Nearly three years after Detroit's historic bankruptcy in July 2013, there are still too many dilapidated homes and not enough properties in good condition.
But even when a buyer and seller can agree on a home, the appraisal and approved loan amount can come in under value because of the area's weak housing market. So if you're a buyer and can't get the appraisal math and related loan to work, there's a good chance you're looking beyond Detroit's borders to the suburbs for property.
Plus, if you're a Detroit homeowner and know you can't get a higher appraisal for your home improvements, there's little incentive to invest and upgrade, which only adds to the city's blight problem and declining population. The upshot is a "vicious cycle" of unprofitable rehabilitation and little incentive to invest in property, according to a new update from the Washington, D.C.-based Urban Institute that focuses on economic and policy research.

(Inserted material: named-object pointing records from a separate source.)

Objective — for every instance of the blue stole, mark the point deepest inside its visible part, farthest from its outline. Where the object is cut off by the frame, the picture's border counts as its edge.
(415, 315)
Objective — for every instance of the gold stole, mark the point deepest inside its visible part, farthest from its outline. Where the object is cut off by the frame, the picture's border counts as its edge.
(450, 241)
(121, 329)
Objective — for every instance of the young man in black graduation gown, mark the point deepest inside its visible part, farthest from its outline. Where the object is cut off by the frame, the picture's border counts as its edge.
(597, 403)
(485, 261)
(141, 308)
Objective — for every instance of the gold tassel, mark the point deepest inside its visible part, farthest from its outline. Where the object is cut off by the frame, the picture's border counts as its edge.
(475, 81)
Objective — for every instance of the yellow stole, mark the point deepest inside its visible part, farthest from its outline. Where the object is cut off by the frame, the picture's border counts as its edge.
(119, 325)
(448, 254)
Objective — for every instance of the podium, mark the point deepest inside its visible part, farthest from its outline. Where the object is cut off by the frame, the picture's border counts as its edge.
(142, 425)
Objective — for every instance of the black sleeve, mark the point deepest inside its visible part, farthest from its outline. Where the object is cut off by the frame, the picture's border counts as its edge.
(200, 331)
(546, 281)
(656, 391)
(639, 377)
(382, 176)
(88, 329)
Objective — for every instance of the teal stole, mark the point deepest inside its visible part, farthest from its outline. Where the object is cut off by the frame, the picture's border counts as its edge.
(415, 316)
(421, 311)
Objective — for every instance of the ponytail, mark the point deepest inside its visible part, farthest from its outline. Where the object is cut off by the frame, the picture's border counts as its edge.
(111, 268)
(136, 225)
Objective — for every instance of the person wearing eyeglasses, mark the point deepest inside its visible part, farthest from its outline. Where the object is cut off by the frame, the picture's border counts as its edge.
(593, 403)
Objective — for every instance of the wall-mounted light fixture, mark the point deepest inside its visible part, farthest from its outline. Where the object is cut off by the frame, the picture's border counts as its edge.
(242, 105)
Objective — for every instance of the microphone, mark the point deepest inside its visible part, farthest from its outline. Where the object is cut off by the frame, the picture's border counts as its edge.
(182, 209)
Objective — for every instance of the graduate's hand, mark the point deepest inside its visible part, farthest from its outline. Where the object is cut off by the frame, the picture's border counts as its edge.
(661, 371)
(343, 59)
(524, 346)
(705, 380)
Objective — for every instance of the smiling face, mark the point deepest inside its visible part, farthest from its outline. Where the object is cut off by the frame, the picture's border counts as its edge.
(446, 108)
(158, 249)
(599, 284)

"In Detroit, the appraisal problems are so acute," said Laurie Goodman, director of the Urban Institute's Housing Finance Policy Center.
To offer a sense of the city's struggles, consider that there were only about 500 mortgages in 2015 in Detroit, Goodman said.

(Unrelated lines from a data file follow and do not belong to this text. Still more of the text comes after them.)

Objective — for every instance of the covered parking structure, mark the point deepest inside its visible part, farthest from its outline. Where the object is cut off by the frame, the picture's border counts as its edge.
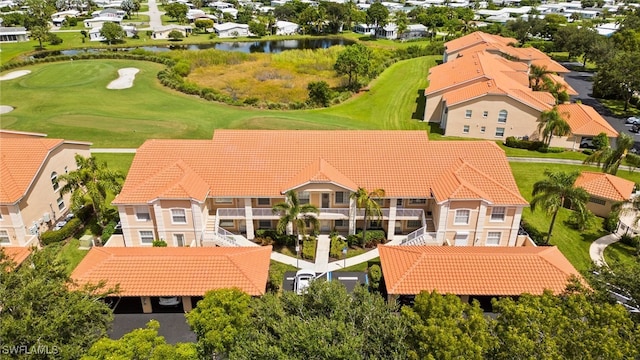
(148, 273)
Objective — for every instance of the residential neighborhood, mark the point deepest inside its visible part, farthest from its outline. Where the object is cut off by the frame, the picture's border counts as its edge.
(426, 179)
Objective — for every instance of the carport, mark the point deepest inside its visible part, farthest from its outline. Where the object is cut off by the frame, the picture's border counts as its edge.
(153, 272)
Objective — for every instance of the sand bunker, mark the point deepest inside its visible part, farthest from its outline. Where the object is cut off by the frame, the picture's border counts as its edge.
(125, 81)
(5, 109)
(14, 74)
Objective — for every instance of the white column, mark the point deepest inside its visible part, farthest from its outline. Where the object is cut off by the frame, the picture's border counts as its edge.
(248, 218)
(391, 225)
(515, 226)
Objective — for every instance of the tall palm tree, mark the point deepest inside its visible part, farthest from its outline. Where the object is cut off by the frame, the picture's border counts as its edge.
(554, 191)
(367, 201)
(92, 180)
(296, 214)
(552, 123)
(610, 159)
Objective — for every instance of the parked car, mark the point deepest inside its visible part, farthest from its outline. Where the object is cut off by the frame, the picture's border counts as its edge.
(633, 120)
(169, 301)
(302, 280)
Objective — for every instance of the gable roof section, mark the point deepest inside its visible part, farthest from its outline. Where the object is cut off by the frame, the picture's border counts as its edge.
(585, 120)
(492, 271)
(171, 271)
(605, 186)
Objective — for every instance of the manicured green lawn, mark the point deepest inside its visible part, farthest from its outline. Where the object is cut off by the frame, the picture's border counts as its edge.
(84, 109)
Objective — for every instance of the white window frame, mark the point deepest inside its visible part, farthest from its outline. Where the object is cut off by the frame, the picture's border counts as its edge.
(145, 210)
(459, 214)
(145, 235)
(502, 214)
(502, 116)
(174, 216)
(4, 237)
(493, 238)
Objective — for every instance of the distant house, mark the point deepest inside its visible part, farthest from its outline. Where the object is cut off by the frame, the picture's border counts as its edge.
(286, 28)
(163, 32)
(229, 30)
(30, 198)
(13, 34)
(605, 190)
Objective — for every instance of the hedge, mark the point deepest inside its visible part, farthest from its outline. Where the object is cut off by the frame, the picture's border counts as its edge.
(54, 236)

Now a new program is expanding and hoping to gain more traction by targeting Detroit's appraisal gap through the use of second mortgages.
To make up for the appraisal shortfall, a borrower is encouraged to simultaneously take out a second mortgage to cover the difference between the purchase price of the home, related rehab costs and the first mortgage.
So far $40 million has been earmarked for the second mortgages by three banks — Flagstar, Talmer and Huntington. Other funds for the Detroit Home Mortgage Initiative include contributions from the Ford Foundation and Michigan State Housing Development Authority. The second mortgages are guaranteed with funds from the Kresge Foundation.
So what's the catch?
The program requires participating lenders to offer loans with a combined loan-to-value ratio of more than 100 percent. The loan-to-value ratio tells you how much of a property you own and how much you're borrowing. Typically, assessments with higher ratios are generally seen as higher risk.
The initiative includes other consumer protections. A homeowner is required to hire a project manager for major expensive rehab projects.
"By allowing for mortgages with loan-to-value ratios over 100 percent, it could break the vicious appraisal spiral, which has systematically undervalued rehabbed homes" in Detroit, Goodman said.